They both enhance teammates abilities, have both won championships and both are likely Hall of Famers.
Deciding who is the better point guard is highly dependent upon the makeup of the team. Also, there is the matter of the age of the team: Rondo is about four years younger than Parker.
Rondo still hasn't hit his prime (scary), and he offers more value to a team that is possibly years away from winning a title.
In terms of their games, Parker is a better scorer, and Rondo is a better facilitator. That's not really a matter of debate. Parker has never averaged more than eight assists per game, and Rajon Rondo has eight on his bad nights.
Rondo has the third-longest streak of 10-plus assists games (34 and counting), while Parker gets a 10-plus assist game once in a while.
But, Tony Parker can shoot. Tony Parker has won a Finals MVP Award. And Tony Parker has three championship rings to Rondo's one.
So, it's not all about just assist production. There are other factors measuring of how much a point guard impacts his team.
The real crux of the matter is how much better a defender Rondo is.
Rondo averaged over two steals per game for his first five seasons in the league, and last year was his first season under two steals per game (1.7). That's not even to mention how many deflections Rondo gets, nor how often he frustrates opposing point guards to the point of tears with his long arms and quick feet. He's a game-changer on both ends of the court. Tony Parker isn't.

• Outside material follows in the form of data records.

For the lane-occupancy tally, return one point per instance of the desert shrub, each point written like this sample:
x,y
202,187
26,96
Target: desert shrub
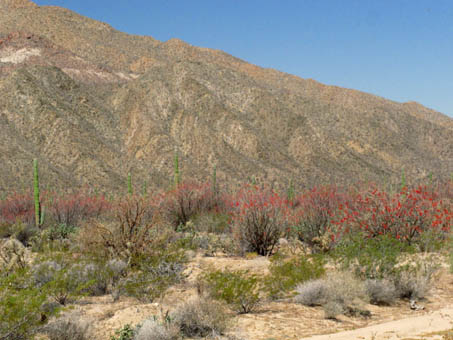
x,y
95,277
374,258
346,291
153,276
404,215
127,332
69,327
201,317
414,280
130,236
239,289
285,275
312,293
17,207
381,291
152,329
312,217
73,208
61,231
260,220
187,201
12,255
338,293
22,306
332,309
60,276
216,222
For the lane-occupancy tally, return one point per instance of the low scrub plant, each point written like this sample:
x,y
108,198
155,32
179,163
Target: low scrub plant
x,y
17,207
312,293
286,274
200,317
381,291
127,332
153,275
69,327
414,280
22,305
373,258
339,293
239,289
157,330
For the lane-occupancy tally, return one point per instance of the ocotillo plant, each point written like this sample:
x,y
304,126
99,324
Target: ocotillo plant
x,y
290,193
403,180
145,187
129,183
177,175
36,193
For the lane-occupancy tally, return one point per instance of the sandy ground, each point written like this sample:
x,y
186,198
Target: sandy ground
x,y
284,320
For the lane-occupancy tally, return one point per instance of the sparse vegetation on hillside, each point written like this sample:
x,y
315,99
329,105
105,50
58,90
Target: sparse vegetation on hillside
x,y
138,246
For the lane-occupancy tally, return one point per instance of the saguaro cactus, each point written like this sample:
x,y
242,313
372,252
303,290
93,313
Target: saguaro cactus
x,y
36,193
129,183
290,194
177,175
214,180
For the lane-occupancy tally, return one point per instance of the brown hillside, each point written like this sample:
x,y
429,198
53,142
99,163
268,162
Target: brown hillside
x,y
92,103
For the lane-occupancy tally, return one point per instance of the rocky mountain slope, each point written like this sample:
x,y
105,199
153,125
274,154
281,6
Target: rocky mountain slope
x,y
92,103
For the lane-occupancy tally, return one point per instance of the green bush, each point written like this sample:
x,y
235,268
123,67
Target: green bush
x,y
127,332
238,288
22,306
153,275
201,317
285,275
62,277
373,258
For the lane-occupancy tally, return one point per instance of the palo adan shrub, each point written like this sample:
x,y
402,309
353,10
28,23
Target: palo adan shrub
x,y
404,215
260,219
312,216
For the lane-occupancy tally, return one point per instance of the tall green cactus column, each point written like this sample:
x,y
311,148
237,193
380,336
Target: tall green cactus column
x,y
36,193
129,183
214,180
177,175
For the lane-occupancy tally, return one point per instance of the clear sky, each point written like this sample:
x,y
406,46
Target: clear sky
x,y
398,49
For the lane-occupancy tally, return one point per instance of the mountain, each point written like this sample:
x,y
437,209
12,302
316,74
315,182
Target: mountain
x,y
92,103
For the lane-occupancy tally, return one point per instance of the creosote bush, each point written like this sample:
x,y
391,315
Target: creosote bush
x,y
22,305
381,291
239,289
286,274
153,329
201,317
312,293
69,327
338,293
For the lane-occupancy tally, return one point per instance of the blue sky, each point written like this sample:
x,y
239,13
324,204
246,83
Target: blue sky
x,y
398,49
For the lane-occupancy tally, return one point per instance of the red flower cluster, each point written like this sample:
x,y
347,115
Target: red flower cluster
x,y
404,215
260,219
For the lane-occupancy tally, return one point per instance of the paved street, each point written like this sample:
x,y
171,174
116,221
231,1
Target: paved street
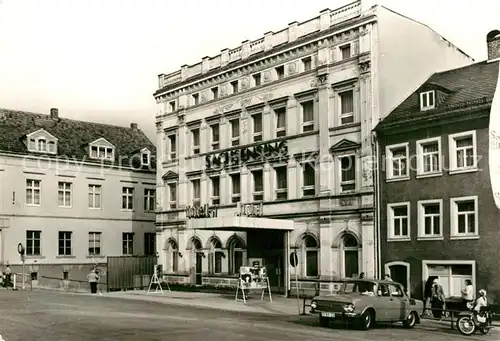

Ostensibly, Rondo has a lot of work to do before he can enter Parker's realm of accolades. Namely, Rondo must win more championships and secure some hardware. Parker winning a Finals MVP is no small feat considering he has a standout teammate like Tim Duncan.
Rondo has been mentioned in MVP discussions this year, but for that to happen the Celtics are going to need to be far better than the middling .500-ish team that they are right now. They're going to have to post an elite record—something the Spurs have done for over a decade, dating back to Parker's early years in the league.
What it really all comes down to is this: Rondo is better now, and Rondo can be even better still. But he has a lot to prove before he can pass Tony Parker in conversations discussing all-time greats.
Parker has been in the league since 2001-02, and he's made the All-NBA Second Team (2011-12) and Third Team (2008-09), while Rondo has not yet made an All-NBA squad.
Rondo just doesn't have the body of work yet. But he will.
For all-time career accolades, you have to take Parker. But beyond that, Rondo is the clear choice.